After all, as the quote goes, _" The future is already here — it's just not
very evenly distributed."_

And watch the distribution tilt on.

------
CaptainSwing
I get the hype. It IS amazing and we shouldn't forget that. I too am sometimes
swallowed in the euphoria of what we have created and what we will create, the
possibilities open to us, and those others just around the corner.

And I mean it when I say I don't mean to be a spoil-sport, but as you say
yourself, it's not all good.More specifically, the good and the bad are not
evenly distributed. Where the economy gives with one hand it takes with the
other. When a labour saving technology is introduced to reduce prices, and
increase ease of access, to the consumer, somebody becomes unemployed, or is
forced into situation of job insecurity.

Without confronting hard questions about the distribution of value generated
by new technologies this tech-euphoria is a purely self indulgent act. In an
age where some of us have access to every book ever written on our phone,
people lack access to a decent education. While some of us can order a 'lyft'
in minutes to get to work, others struggle to pay the bus fare for the 2 hour
commute for their minimum wage job. While airbnb allows some of us to travel
the world meeting interesting people with more ease than ever before,
thousands are homeless on the streets of San Francisco. While some order home
cooked meals to their door, others starve.

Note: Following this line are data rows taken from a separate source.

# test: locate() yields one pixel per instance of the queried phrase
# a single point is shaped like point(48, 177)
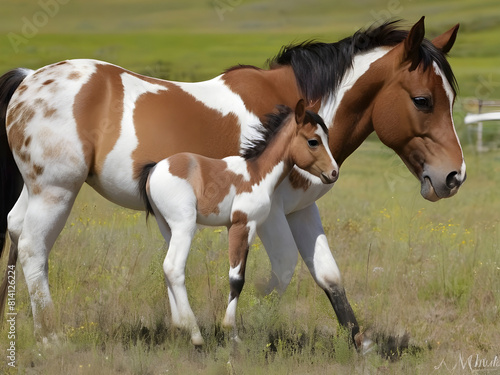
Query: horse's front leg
point(241, 235)
point(313, 247)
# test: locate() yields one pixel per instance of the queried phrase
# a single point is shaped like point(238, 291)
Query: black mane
point(319, 67)
point(271, 126)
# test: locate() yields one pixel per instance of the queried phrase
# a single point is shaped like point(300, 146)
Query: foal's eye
point(313, 143)
point(422, 103)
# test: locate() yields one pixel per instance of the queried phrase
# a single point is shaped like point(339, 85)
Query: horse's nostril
point(452, 180)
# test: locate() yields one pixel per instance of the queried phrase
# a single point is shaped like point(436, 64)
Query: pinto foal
point(189, 189)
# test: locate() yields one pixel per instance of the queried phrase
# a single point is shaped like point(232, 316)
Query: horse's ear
point(445, 41)
point(412, 44)
point(300, 112)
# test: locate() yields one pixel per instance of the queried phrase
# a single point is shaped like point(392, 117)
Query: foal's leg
point(45, 216)
point(313, 246)
point(241, 235)
point(15, 221)
point(174, 268)
point(167, 235)
point(280, 245)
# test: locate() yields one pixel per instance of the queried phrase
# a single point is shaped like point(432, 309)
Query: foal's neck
point(277, 151)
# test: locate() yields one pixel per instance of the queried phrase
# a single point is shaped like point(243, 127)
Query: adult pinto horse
point(88, 121)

I say this not to attack the euphoria. We ARE living in the future. We ARE
creating the future. But the future, as the past, is composed of great
contradictions. The euphoria we feel for that which is possible must confront
a great anger at the grim reality of increasing inequality.

That we have the technology required for the whole human race to live in
health, dignity, and security is nothing new. Since the end of the 19th
century people have been celebrating the human races' liberation from toil,
and its access to the fruits of our collective labour. (My personal favourite
example is Kropotkin's "conquest of bread", [http://libcom.org/library/the-
conquest-of-bread-peter-kropot...](http://libcom.org/library/the-conquest-of-
bread-peter-kropotkin), published in 1906) The question which hangs is still
that of distribution. How do we evenly distribute both the labour required and
the spoils of that labour such that nobody goes without?

Whenever we think "damn, I got it so good", we should also be thinking "why do
some still have it so bad?", or "how can society be organised in such a way
that we can all benefit from this?"

Without this critical response to the great technological developments of our
age we run the risk of losing our selves in a "filter-bubble" of those who
share our privilege, and with that loose sight of the full potential of the
technologies we use and create.